Bottling Spin As A Career Move


Call it the Ribena qualification.

Apparently selling soft drinks without the advertised amounts of vitamin is a virtue. Graham Neale, general manager and vp of GlaxoSmithKline's nutritional healthcare unit in Europe, has been elected to a two-year term as prez of UNESDA, the Union of European Beverages Association, which reps non-alcoholic drink makers. He's already head of the British Soft Drinks Association.

Glaxo, you may recall, was recently fined $316,000 in New Zealand for misleading consumers about its Ribena black currant drink. A pair of teenagers, who were working on a school science project, discovered there was no vitamin C in Ribena, despite ads to the contrary. Glaxo then blamed the problem on bottles that were left on shelves or in cartons for too long, an excuse that was ridiculed by nutrition experts.

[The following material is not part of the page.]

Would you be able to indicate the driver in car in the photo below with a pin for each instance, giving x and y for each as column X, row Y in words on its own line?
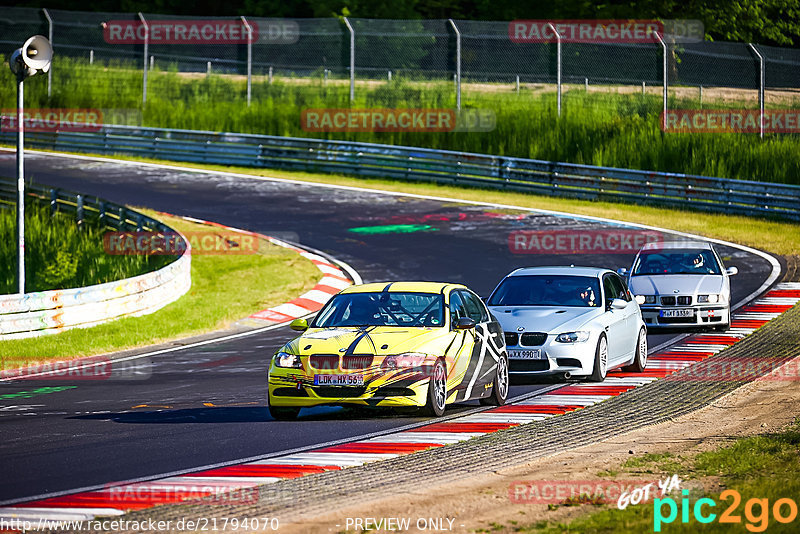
column 587, row 296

Coincidentally, UNESDA recently began a series of commitments to the EU Platform for Action on Diet, Physical Activity and Health in Brussels. These include: No targeting of marketing communications to children under 12; No vending in primary schools and the provision of products, choice and portion size in the market. The European Commissioner for Health, Markos Kyprianou, has publicly 'named and praised' UNESDA for its commitments.

In his new post, Glaxo's Neale speaks of lofty goals: "I shall be seeking to further build the reputation of the industry through driving the responsibility agenda with a new focus on sustainability and the environment. Action now is better than regulation later."

No mention of truth in advertising, though.